Hilariously, the game’s story mode, which serves as a broad tutorial, makes absolutely no effort to explain the franchise’s absurdly complicated backstory full of aliens, magic, and punching, and it pokes fun at the concept of licensed fighting games to boot. The Arc team just dumps you right into the game and asks you to roll with it; Goku, the noble protector of Earth, is forced out of his body by a mysterious presence (you, the player) and has to fight many, many clones of his closest friends and allies to rescue members of the team while discovering just why the franchise’s worst baddies are back. If you know the series at all, suffice to say that there’s a lot of respect for the franchise, but refreshingly everyone involved doesn’t take it too seriously.
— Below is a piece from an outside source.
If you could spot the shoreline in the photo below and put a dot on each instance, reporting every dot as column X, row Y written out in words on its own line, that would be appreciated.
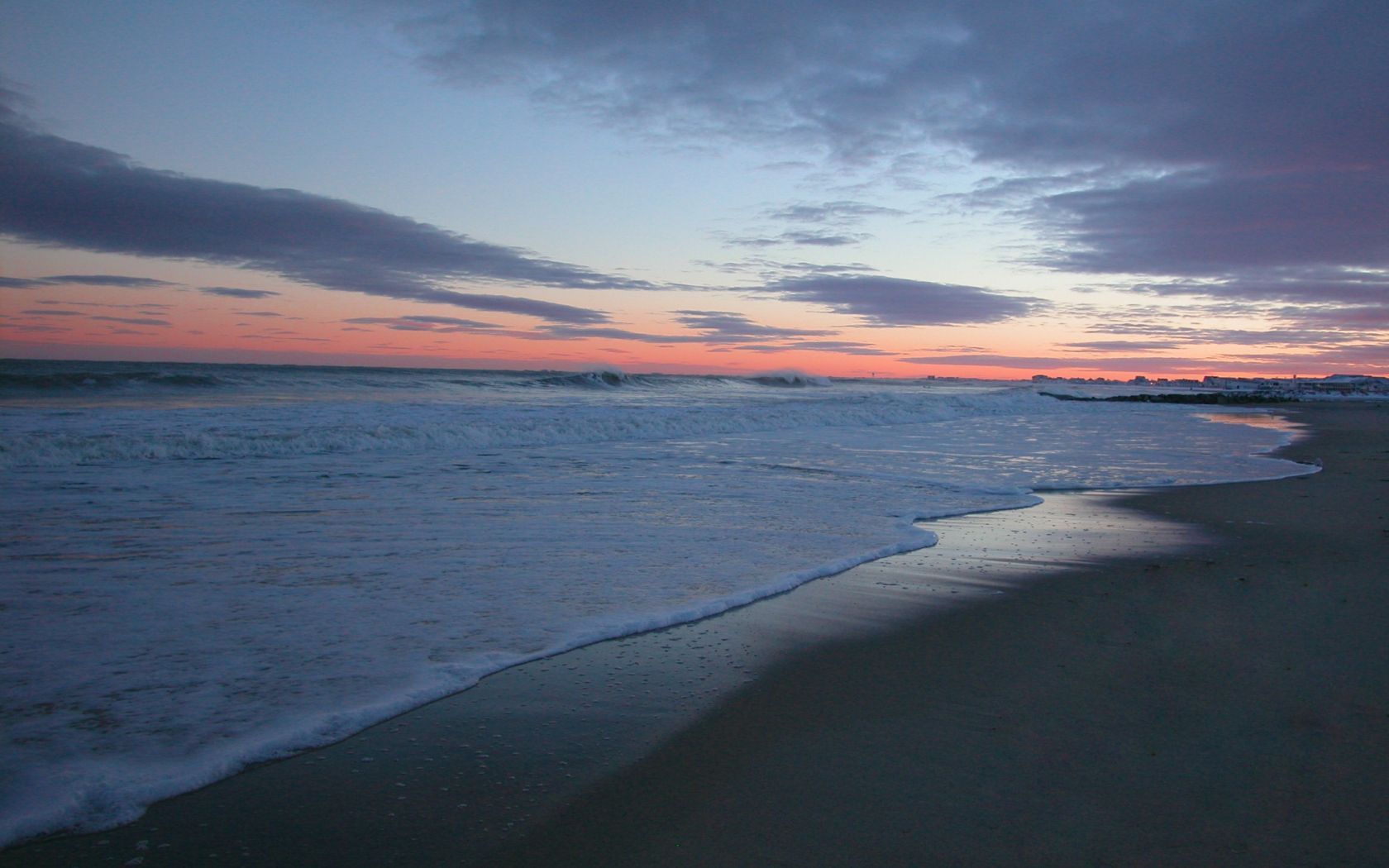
column 1228, row 706
column 589, row 712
That said, the climb becomes steadily tougher and the stakes steadily higher as you play, forcing you to explore the game’s mechanics and pick your squad carefully.
Most arresting is the graphical attention to detail, which is so dedicated to the illusion of hand-drawn animation they even stutter the frame rates in cutscenes slightly to feel like animation movement. The illusion is not absolutely perfect, but unless you’re scrutinizing the game for details like the fluidity of camera movement or the depth of field of the backgrounds, you could probably convince somebody it was hand-drawn for a few minutes.
It helps that the game itself is a 2D fighter with a deep system that’s easy to pick up and play and that the game eases you into. Arc System Works, which has been around since the 8-bit days, has more or less made developing fighting games its bread and butter with the Blazblue and Guilty Gear franchises, and it brings that rigor to this game while loosening it up just enough to make it accessible. As you play through the story mode, it eases you into how to play the game, something other fighting games could stand to learn from. That said, they do guild the lily a bit too much; the cutscenes run a little long, there’s a mechanic where you only have so many “turns” to explore the map and complete the episode, and the leveling up mechanic is a bit more complex than it needs to be.
To some degree, Dragon Ball FighterZ is limited by both its genre and its license. It’s never going to be any magazine’s game of the year. But it’s so polished and so fun to play for both fans and casual fighting game players alike, that it’s worth keeping on the shelf or taking on as a legit single player challenge.